Marwa El-Sherbini, 31 Jahre
Am 1. Juli 2009 ersticht der NPD-Sympathisant Alex W. (28) im Landgericht Dresden (Sachsen) die schwangere Ägypterin Marwa El-Sherbiny (31) und verletzt ihren Ehemann Elwy Okaz schwer. Die Tat geschieht während einer Berufungsverhandlung gegen den Russlanddeutschen. Alex W. hatte die Frau im August 2008 auf einem Spielplatz grundlos als "Islamistin" und "Terroristin" beschimpft. Dafür erhielt er eine Geldstrafe. Da W. sie nicht akzeptierte, war die Verhandlung notwendig. Im Gerichtssaal beleidigt W. die Ägypterin, dann sticht er überraschend und insgesamt 16-mal auf die Frau ein. Auch der Ehemann erhält 16 Stiche. Ein Bundespolizist greift ein und schießt fälschlicherweise auf Elwy Okaz, da er ihn für den Täter hält. Im November 2009 verurteilt das Landgericht Dresden den Russlanddeutschen zu lebenslanger Haft wegen Mordes, außerdem verkündet die Kammer eine besondere Schwere der Schuld. Als ein Tatmotiv nennen die Richter Fremdenhass. Die Ermittlungen gegen den Bundespolizisten stellt die Staatsanwaltschaft Dresden im Dezember 2009 ein. Der Mord an Marwa El-Sherbiny gilt als bislang schwerster Fall islamophober Gewalt in der Bundesrepublik.

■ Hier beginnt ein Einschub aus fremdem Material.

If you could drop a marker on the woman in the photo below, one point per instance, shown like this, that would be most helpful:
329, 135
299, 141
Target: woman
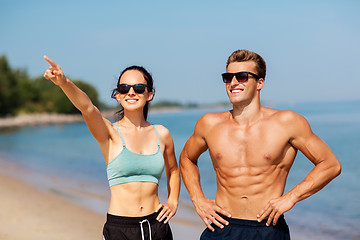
135, 151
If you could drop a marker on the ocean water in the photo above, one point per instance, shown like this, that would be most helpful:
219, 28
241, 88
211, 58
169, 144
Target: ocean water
66, 159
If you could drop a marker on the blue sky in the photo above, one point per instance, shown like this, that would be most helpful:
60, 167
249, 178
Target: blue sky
312, 48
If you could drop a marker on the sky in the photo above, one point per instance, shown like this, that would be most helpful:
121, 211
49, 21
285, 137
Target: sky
311, 48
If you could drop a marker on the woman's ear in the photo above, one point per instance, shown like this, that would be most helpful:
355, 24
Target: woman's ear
117, 96
150, 96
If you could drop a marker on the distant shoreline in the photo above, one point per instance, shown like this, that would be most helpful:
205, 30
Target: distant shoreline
39, 119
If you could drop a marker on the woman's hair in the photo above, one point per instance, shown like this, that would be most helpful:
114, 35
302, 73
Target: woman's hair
149, 82
244, 55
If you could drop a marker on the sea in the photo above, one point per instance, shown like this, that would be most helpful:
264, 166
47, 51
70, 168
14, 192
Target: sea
66, 160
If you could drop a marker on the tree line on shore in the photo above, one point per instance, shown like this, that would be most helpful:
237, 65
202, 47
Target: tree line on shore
19, 93
22, 94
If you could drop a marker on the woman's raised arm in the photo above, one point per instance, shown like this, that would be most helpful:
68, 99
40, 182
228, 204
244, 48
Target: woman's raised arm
97, 125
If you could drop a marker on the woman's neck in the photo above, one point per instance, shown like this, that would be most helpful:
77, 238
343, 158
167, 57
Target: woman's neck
133, 119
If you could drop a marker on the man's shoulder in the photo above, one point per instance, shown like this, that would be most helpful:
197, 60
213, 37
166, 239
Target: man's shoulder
214, 117
283, 116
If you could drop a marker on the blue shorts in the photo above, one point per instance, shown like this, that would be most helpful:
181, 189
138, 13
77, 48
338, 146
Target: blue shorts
249, 230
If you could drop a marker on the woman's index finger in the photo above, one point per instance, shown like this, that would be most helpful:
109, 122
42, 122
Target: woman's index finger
51, 62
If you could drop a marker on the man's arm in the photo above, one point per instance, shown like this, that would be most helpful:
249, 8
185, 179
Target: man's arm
327, 166
194, 147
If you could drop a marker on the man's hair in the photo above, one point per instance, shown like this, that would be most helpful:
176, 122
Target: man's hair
243, 55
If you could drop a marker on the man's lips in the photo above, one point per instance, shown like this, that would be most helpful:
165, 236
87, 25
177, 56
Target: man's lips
236, 90
131, 100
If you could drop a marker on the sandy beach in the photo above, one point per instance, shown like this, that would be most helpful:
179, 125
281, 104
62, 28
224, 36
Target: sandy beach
29, 213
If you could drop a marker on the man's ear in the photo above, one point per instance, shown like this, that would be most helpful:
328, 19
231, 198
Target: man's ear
260, 84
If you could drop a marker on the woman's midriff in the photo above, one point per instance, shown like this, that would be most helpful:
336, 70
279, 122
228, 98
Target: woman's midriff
134, 199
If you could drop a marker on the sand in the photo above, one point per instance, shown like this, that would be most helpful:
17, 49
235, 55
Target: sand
29, 213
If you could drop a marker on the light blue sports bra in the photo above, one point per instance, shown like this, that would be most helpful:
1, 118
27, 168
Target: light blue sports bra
128, 166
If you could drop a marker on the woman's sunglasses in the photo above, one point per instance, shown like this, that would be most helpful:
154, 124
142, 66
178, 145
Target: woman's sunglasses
138, 88
240, 76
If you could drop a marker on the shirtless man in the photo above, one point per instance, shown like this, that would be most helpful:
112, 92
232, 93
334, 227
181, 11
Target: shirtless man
252, 149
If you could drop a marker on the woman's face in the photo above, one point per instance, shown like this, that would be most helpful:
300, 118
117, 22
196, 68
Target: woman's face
131, 100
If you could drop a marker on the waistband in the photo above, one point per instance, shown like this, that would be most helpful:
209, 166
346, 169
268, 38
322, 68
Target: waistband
253, 223
130, 221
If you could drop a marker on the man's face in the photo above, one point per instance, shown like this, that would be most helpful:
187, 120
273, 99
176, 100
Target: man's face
240, 92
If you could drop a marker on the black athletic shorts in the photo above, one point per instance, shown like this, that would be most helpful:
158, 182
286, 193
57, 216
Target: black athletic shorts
129, 228
248, 230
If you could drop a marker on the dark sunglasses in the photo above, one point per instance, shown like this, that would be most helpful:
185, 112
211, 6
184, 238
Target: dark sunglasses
240, 76
138, 88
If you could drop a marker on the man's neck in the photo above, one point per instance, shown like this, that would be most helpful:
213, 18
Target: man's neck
246, 113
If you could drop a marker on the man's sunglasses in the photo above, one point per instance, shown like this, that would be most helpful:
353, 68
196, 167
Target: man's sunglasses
240, 76
138, 88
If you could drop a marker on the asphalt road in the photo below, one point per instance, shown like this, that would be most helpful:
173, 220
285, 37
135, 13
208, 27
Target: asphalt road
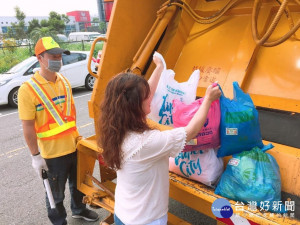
22, 197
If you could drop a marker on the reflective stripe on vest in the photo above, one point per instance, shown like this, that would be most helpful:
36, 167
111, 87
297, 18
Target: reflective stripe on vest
68, 95
56, 130
50, 107
47, 103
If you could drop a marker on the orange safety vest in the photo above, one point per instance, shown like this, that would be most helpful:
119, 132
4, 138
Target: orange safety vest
58, 123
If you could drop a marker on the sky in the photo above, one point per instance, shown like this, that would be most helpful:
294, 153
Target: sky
43, 7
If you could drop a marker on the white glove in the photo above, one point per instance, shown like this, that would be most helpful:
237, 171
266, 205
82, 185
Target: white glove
39, 163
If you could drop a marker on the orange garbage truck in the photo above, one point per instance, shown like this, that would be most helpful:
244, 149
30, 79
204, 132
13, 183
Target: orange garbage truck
253, 42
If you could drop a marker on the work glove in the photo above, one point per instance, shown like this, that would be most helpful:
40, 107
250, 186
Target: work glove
39, 163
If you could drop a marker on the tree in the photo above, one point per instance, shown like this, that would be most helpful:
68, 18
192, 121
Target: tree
102, 27
40, 32
33, 24
19, 27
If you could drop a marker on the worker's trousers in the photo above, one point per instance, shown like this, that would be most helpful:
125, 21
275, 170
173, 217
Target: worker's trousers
60, 170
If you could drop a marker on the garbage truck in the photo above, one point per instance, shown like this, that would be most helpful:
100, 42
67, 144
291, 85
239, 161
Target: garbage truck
253, 42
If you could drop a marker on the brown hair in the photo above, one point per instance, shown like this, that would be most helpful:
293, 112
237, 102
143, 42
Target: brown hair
122, 111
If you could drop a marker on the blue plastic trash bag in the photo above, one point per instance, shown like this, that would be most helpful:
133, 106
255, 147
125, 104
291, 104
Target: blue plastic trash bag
252, 176
239, 126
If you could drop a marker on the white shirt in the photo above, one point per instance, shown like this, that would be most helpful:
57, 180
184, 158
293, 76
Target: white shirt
142, 191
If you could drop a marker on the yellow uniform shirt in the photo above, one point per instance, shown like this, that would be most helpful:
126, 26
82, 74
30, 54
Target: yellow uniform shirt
31, 109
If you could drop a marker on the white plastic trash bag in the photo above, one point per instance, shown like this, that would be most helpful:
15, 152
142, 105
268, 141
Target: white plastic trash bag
202, 166
169, 89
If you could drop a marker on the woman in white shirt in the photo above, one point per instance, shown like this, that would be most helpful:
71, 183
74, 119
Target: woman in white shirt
140, 154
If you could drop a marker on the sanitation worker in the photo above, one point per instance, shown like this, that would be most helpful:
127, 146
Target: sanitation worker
47, 110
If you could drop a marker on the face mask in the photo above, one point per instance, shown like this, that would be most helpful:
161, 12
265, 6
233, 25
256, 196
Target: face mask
54, 65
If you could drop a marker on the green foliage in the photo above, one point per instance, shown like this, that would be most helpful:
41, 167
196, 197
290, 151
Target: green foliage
102, 27
38, 33
19, 27
10, 45
8, 59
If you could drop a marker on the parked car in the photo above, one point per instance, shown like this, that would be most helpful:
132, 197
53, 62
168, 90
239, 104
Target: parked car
74, 69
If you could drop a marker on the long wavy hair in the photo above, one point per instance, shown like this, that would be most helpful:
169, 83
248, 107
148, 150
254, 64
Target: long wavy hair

Zudem wurde im September 2011 der Asylbewerber Kamal Kilade von der sächsischen Landesregierung, als Todesopfer rechter Gewalt bestätigt, wie Kerstin Köditz, Sprecherin für antifaschistische Politik der Fraktion DIE LINKE im Sächsischen Landtag in einer Pressemitteilung bekannt gab.

Kamal Kilade, 19 Jahre
Er starb nach einem Angriff zweier Nazis am 24. Oktober 2010 an den Folgen eines Messerstiches in den Bauch am Leipziger Bahnhof (Sachsen). Die beiden Täter waren zuvor mehrfach wegen Gewaltdelikten vorbestraft.

Damit erkennt die Bundesregierung aktuell 60 Todesopfer rechter Gewalt in Deutschland seit der Wende 1990 offiziell an. Trotzdem bleibt eine Differenz von 122 Opfern weiterhin bestehen.